Deux films (Chained et Beloved), pour décrire les revers d’un même monde


Tels le côté pile ou face d’une pièce de monnaie, deux films (Chained et Beloved), pour décrire les revers d’un même monde. On peut se contenter de l’un ou de l’autre, tant ils ont leur identité propre. Ensemble ils gagnent encore en puissance, se renforcent, tel un duo d’âmes soeurs autonomes. Les deux oeuvres se reflètent si bien l’une dans l’autre qu’on les suspecterait presque d’avoir inventé une sorte de mouvement perpétuel. Autant dire qu'il vaut mieux ne rien louper de ce diptyque afin de goûter toute la subtilité de cet accord parfait !



Alors que Chained raconte l’emprisonnement d’un homme, pris en étau entre son incommunicabilité et sa condition masculine, Beloved est à l’inverse une splendide chronique de chamboulement émotionnel et d’émancipation – féminine -, où il est enfin question d’écouter ses aspirations intérieures, son corps. Si la première scène démarre sur un son de larmes, elle n’est
en rien larmoyante. Car les pleurs d’Avigail vont couler comme autant de prises de conscience bénéfiques. Tout se négocie d’abord entre hommes, entre un obstétricien qui égraine des constats cliniques dénués de compassion et un mari déçu, comme si Avigail n’était pas là devant eux et n’avait aucun droit au chapitre – elle qui est pourtant celle qui vient de perdre l’enfant. La rare question qu’elle trouvera la force de poser, douce mais audible, restera ignorée avec cette façon infantilisante qu’ont les adultes de feindre de ne pas entendre un caprice. Peut-être est-ce là la pire violence : se sentir soudain transparente.


À cet instant, on en oublierait presque qu’Avigail est infirmière, une de celles qui pansent le monde. Elle aussi mériterait bien qu’on la dorlote à son tour au lieu d’avoir encore à faire la popote après une journée de travail harassante… Mais de retour au bercail, c’est un nouveau champ de bataille qui l’attend. Non seulement il lui faut tenir son ménage, mais elle doit jouer les médiatrices entre sa fille de plus en plus excédée, malheureuse, et un Rashi moins à l’écoute que jamais, de plus en plus coincé dans un rôle patriarcal empesé, Et c’est alors que son époux se montre de moins en moins flexible, qu’Avigail qu’on croit anesthésiée et docile, va opérer un pas de côté salutaire. Il suffira d’une jolie rencontre avec un groupe de femmes, qu’ensemble elles s’octroient le temps de se ressourcer, de prendre soin d’elles, de se cajoler mutuellement, de pouffer de rire, de s’écouter… De tout simplement respirer et vivre l’instant présent. Quelques moments simples, tactiles, où puiser une forme de résilience, pour rompre enfin avec la soumission devenue atavique à force de se reproduire de générations en générations… Des questions nouvelles effleurent finalement son esprit : « Ai-je la vie que je souhaite ? Suis-je attachée à cette personne parce que je l’aime ou parce que le poids moral de la société m’y contraint ? » Les héroïnes qui accompagnent Avigail tout au long du film, comme elle, vont progressivement laisser éclater les systèmes de mensonges et de faux-semblants que leur condition féminine avait jusque-là verrouillés. Au plus près de leurs émotions, nous les
sentons s’apaiser peu à peu. Le sens semble être donné à leur existence.

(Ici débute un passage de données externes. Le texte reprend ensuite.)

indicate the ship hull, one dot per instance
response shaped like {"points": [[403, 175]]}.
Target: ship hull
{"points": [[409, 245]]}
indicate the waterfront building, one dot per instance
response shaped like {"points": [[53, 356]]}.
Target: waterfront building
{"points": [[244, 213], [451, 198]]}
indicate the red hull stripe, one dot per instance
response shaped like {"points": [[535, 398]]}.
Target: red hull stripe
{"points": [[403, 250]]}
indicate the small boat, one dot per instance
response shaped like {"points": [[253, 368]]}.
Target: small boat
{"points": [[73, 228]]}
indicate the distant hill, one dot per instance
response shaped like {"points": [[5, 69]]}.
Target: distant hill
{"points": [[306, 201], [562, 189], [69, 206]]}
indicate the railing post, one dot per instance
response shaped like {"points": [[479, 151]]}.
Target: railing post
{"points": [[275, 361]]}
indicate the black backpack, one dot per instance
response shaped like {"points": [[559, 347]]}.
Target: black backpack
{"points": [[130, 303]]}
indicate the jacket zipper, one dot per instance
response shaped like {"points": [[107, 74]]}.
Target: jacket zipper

Avec une ampleur fascinante – tout comme dans Chained, Yaron Shani remet en scène les moments sensibles du passé de ses acteurs pour les amener vers une forme de catharsis galvanisante - Beloved, avec ses passages tout en rondeurs féminines, apporte un contrepoint à un univers masculin anguleux, taillé dans le roc : clichés dont nul ne ressortira gagnant. Si Avigail essaie de s’émanciper de sa condition de victime, Rashi deviendra une victime impardonnable. Et les constats terribles en filigrane que débitent la voix d’un présentateur radio, éclairent encore différemment le propos. La misère émotionnelle semble creuser un sillage pour une forme de prédation sexuelle inavouable, exponentielle dans le monde. À l’instar des mouvements de revendication féministes du moment qui ne font qu’attiser la voracité de la bête, dans des schémas de réactions violentes, tristes, glauques… Résultat de quoi, des Adèle Haenel finissent par quitter dépitées les rangs de ceux incapables de questionner la violence sociale dont ils sont complices. Vivre avec ceux qui ne font pas l’effort de se déconstruire, quand on s’y consacre de son côté pleinement, fait bien trop mal.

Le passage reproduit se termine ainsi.